But in an actual simulation we will probably have too many different combinations to do this “by hand.” The final sections of the simulation template demonstrate two different approaches to doing the calculations for every combination of parameter values, given a set of parameter values one wants to explore.

This is discussed further in Chapter @ref(exp_design), but let’s get a small taste of doing this now. In particular, the following code will evaluate the performance of \(A\) for true values of \(\alpha\) ranging from 0.5 to 0.9 (i.e., alpha_true_seq <- seq(0.5, 0.9, 0.1)) via map_df():

alpha_true_seq <- seq(0.5, 0.9, 0.1)
results <- map_df( alpha_true_seq, 
                   run_simulation,
                   R = 100,
                   n = 50, p = 5, df = 5 )

How does coverage change for different values of \(A\)?

10.8.1 Exercises

  1. Show the inverse transform of \(B = g(A)\) gives the above expression.

  2. Make a new function, estimate_alpha_xform() that, given a dataset, calculates a confidence interval for \(\alpha\) following the method described above.

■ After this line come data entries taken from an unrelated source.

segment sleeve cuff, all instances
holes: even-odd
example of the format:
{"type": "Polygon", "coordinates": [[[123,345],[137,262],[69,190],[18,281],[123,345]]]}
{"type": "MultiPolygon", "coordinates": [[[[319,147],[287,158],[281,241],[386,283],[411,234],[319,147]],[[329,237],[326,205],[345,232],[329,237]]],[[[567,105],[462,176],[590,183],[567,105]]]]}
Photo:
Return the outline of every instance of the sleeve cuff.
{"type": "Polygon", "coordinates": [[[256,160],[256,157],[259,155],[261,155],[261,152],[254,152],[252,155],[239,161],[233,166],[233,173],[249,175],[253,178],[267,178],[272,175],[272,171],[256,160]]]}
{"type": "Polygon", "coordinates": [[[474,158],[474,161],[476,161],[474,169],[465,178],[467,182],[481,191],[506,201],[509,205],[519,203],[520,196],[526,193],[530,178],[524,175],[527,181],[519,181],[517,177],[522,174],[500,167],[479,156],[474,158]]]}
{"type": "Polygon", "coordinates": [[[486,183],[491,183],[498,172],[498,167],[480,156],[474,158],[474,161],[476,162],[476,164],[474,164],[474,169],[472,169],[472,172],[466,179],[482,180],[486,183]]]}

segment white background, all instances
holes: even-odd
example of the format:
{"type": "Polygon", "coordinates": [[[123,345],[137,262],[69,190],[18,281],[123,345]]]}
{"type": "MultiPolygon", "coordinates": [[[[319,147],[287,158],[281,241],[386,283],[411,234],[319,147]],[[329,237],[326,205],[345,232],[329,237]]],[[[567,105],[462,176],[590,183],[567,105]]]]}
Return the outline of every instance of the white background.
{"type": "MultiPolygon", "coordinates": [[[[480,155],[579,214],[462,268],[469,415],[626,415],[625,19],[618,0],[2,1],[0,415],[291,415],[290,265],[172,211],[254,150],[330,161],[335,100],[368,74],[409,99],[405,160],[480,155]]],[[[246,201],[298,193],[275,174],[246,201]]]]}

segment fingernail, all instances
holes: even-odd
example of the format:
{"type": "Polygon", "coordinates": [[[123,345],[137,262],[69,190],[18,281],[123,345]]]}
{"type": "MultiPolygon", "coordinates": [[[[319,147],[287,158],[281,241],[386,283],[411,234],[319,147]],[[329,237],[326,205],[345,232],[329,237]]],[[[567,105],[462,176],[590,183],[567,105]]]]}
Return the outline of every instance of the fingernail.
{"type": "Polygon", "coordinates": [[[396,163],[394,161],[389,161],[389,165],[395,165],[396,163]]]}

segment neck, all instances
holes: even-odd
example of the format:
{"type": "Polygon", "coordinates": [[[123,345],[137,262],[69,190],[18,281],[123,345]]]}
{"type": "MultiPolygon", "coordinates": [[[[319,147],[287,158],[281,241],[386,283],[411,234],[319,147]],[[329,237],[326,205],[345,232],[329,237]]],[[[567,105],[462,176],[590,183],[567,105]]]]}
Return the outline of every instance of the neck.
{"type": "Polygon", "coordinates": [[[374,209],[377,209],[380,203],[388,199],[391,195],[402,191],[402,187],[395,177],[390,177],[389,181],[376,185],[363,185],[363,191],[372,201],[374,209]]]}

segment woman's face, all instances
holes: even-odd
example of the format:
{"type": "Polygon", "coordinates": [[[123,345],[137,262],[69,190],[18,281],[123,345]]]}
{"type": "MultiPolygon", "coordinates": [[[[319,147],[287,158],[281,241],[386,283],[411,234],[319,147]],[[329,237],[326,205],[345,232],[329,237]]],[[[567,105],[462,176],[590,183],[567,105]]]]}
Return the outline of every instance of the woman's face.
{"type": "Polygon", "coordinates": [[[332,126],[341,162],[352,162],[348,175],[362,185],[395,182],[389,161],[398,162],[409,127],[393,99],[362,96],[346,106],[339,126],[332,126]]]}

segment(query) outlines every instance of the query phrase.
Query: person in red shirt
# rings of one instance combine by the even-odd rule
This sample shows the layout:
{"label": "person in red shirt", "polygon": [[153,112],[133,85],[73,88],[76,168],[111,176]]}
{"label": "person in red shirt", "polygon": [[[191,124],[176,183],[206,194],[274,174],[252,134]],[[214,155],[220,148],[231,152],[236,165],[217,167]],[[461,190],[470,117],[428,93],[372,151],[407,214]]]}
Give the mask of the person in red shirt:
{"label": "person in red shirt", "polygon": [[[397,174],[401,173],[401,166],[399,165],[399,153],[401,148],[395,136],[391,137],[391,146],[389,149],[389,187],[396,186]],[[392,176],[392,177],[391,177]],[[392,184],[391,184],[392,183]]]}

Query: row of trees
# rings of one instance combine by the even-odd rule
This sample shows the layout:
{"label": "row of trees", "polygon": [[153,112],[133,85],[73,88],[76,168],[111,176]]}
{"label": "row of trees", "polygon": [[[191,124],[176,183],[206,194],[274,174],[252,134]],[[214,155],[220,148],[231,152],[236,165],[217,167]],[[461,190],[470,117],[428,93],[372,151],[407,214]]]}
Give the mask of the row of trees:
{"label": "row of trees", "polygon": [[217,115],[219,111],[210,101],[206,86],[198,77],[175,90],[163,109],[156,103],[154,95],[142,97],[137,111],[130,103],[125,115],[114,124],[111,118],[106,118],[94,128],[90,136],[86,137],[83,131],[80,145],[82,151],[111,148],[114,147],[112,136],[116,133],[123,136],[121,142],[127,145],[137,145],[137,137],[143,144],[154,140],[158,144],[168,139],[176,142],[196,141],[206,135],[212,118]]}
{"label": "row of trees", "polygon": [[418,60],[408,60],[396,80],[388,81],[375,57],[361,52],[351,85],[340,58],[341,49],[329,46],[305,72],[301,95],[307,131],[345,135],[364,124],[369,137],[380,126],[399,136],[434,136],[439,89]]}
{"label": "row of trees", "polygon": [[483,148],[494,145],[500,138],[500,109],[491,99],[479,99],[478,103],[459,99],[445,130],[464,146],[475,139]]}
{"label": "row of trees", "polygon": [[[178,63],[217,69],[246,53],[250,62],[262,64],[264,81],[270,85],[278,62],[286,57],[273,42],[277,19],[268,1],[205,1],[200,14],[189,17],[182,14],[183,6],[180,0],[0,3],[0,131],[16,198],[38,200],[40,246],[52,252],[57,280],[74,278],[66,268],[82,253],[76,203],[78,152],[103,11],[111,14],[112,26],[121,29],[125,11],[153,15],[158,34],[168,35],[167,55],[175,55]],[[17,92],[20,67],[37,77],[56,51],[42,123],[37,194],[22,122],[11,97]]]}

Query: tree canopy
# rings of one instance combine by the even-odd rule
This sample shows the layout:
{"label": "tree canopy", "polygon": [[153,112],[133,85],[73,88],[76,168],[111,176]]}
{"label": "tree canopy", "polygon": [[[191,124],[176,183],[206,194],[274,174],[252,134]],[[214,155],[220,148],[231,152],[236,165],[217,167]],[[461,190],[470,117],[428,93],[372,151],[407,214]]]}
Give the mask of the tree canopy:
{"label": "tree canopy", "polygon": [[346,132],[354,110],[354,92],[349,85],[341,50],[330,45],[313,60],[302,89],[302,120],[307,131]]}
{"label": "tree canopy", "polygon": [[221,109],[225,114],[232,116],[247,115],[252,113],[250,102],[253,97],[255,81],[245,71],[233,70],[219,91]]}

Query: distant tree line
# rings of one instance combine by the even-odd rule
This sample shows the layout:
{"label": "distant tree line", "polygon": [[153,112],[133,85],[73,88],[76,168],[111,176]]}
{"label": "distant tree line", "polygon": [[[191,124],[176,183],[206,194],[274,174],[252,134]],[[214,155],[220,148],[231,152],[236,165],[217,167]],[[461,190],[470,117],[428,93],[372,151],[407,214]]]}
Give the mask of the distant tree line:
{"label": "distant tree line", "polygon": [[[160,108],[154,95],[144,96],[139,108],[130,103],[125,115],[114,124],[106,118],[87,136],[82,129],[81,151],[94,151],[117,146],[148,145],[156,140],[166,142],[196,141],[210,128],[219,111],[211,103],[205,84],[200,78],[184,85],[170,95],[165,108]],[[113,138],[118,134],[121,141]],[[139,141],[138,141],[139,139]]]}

  3. Using the modified estimate_alpha_xform(), generate 1000 replicated confidence intervals for \(n = 40\), \(p = 6\) items, a true \(\alpha = 0.8\), and \(v = 5\) degrees of freedom. Using these replicates, calculate the true coverage rate of the confidence interval. Also calculate the Monte Carlo standard error (MCSE) of this coverage rate.

  4. Calculate the average length of the confidence interval for \(\alpha\), along with its MCSE.

  5. Compare the results of this approach to the more naive approach. Are there gains in performance?

  6. Challenge Derive the variance expression for the transformed estimator using the Delta method on the variance expression for \(A\) coupled with the transform. The Delta method says that:

\[ var( f(A) ) \approx \frac{1}{f'(\alpha)} (A - \alpha)^2 . \]